E adesso alla veneranda età di 96 anni questo Gigante dell’arte si prepara a tornare sulle scene con un nuovo allestimento del Rigoletto (già diretto nel lontano 1950) per la prestigiosa Royal Opera House Muscat, miracolo architettonico omanita.

Royal Opera House Muscat

Il progetto vedrà il suo compimento nel 2020 in occasione dei 50 anni del Sultanato Omanita con cui Zeffirelli collabora dal 2011, anno in cui mise in scena la Turandot per l’inaugurazione del teatro, suscitando un grande successo e preferendola proprio al Rigoletto. Inoltre per questa edizione dell’opera si promette un cast internazionale, e non lo si stenta a credere data l’assidua collaborazione fra Zeffirelli e i più grandi cantanti lirici della storia del teatro, un esempio lampante è il sodalizio artistico con Plácido Domingo con cui filmò una serie di pellicole cantate cominciate con Pagliacci (1982), continuate con Cavalleria Rusticana (1982) e La Traviata (1983) e terminate con Otello (1986). Questa versione dell’opera di Verdi avrà uno stile che andrà a ricoprire perfettamente l’estetica Zeffirelliana facendo riferimento al suo teatro ma anche al suo cinema pur preservandosi inedita e intimista con un taglio e un’impostazione cinematografici aiutati anche dalle straordinarie possibilità tecniche offerte dalla Royal Opera House Muscat. La Presidente del Consiglio di Amministrazione S.E. Rawya Saud Al Busaidi si è detta come sempre entusiasta di questa esperienza e speranzosa assieme a Sua Maestà Sultan Qaboos bin Said Al Said di “favorire lo sviluppo culturale della nazione, incoraggiare la pace mondiale e l’armonia tra le nazioni attraverso lo scambio culturale, reso possibile dal linguaggio universale della musica e delle arti performative”.
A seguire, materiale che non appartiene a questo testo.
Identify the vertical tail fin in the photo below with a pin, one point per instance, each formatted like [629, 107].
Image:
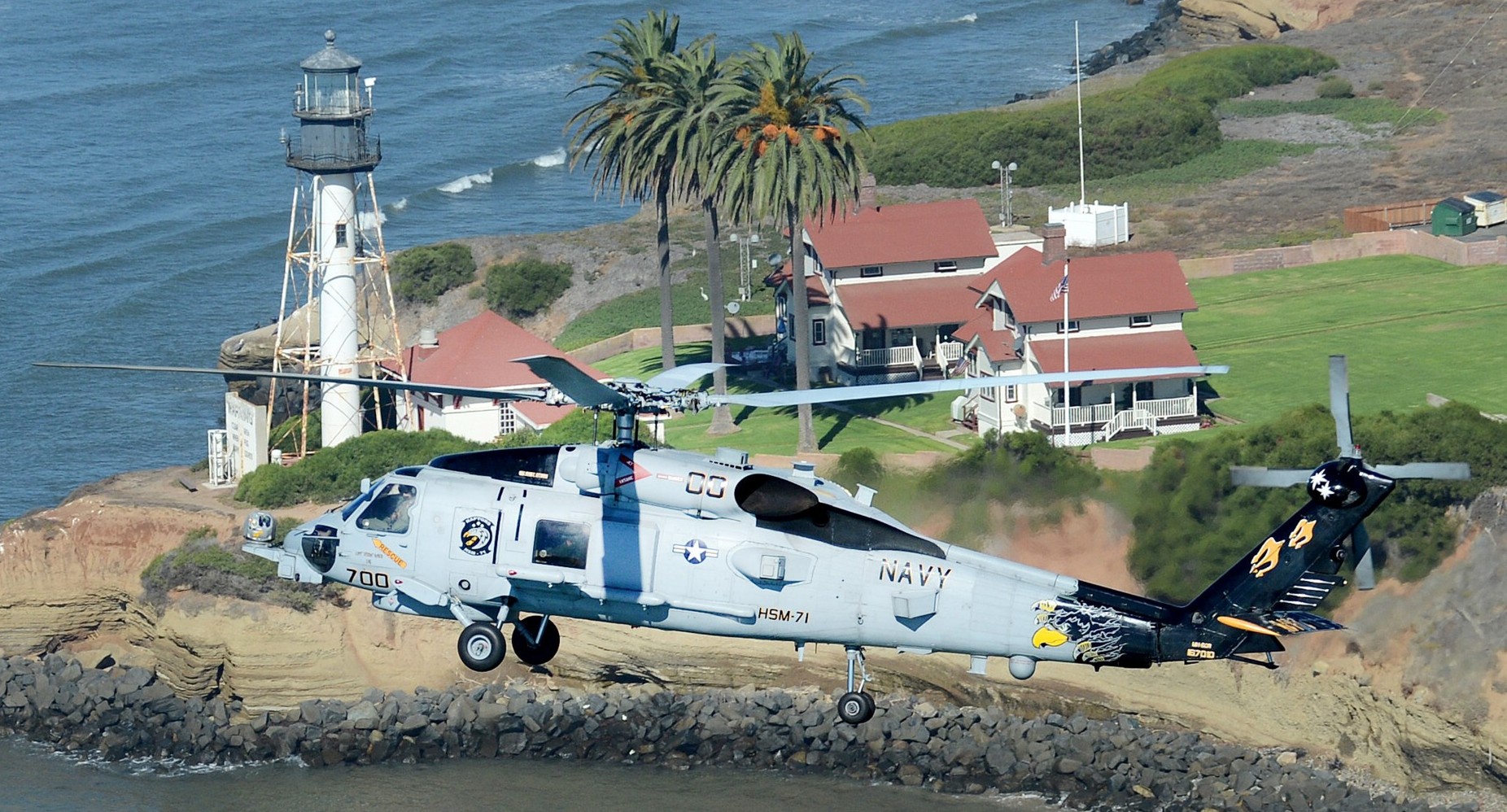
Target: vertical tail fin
[1296, 565]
Dai primi bozzetti si prevede una ricchezza di stile e una magnificenza di colori dominati dal giallo e dall’azzurro, tipica del Maestro, che si prepara per il suo ennesimo capolavoro.
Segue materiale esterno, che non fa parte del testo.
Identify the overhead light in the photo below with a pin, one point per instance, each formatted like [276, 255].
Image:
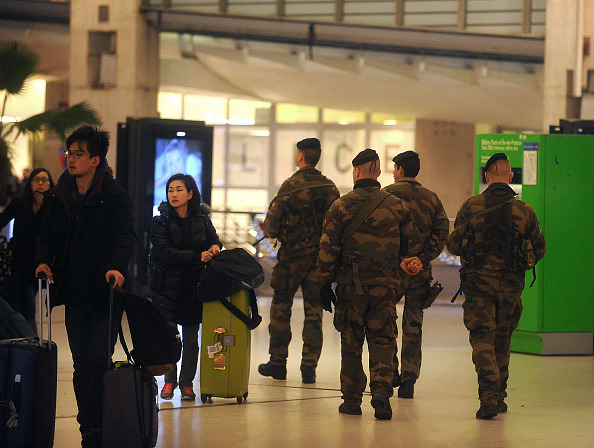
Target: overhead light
[244, 121]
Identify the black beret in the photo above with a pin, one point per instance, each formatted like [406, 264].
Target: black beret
[494, 158]
[367, 155]
[404, 155]
[309, 143]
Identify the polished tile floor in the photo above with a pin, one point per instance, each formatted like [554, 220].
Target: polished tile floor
[551, 400]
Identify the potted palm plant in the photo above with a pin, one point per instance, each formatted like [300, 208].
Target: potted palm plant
[18, 64]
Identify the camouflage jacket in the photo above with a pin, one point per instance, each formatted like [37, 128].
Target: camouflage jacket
[296, 214]
[372, 254]
[488, 243]
[428, 215]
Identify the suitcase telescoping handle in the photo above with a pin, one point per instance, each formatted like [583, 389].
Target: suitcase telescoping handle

Ebbene, ha fatto molta strada quel giovane scenografo e costumista delle cosiddette “operine” dell’Accademia Chigiana di Siena che Luchino Visconti prese sotto la sua ala e convinse a venire a Roma dove sarebbe diventato l’uomo che noi tutti conosciamo, collaborando con i più grandi artisti del Novecento. Dalle opere con la Callas agli spettacoli in prosa dell’Amleto con Giorgio Albertazzi e Anna Proclemer fino ad arrivare al cinema con gli adattamenti delle opere shakespeariane – come non ricordare quel prodigio di colori pastello che è la trasposizione della Bisbetica domata con Richard Burton e Elizabeth Taylor o quella romantica versione del Romeo e Giulietta dove due giovanissimi Olivia Hussey e Leonard Whiting ci commuovono ancora oggi –. Zeffirelli ha fatto del suo stile una virtù. In bocca al lupo Maestro!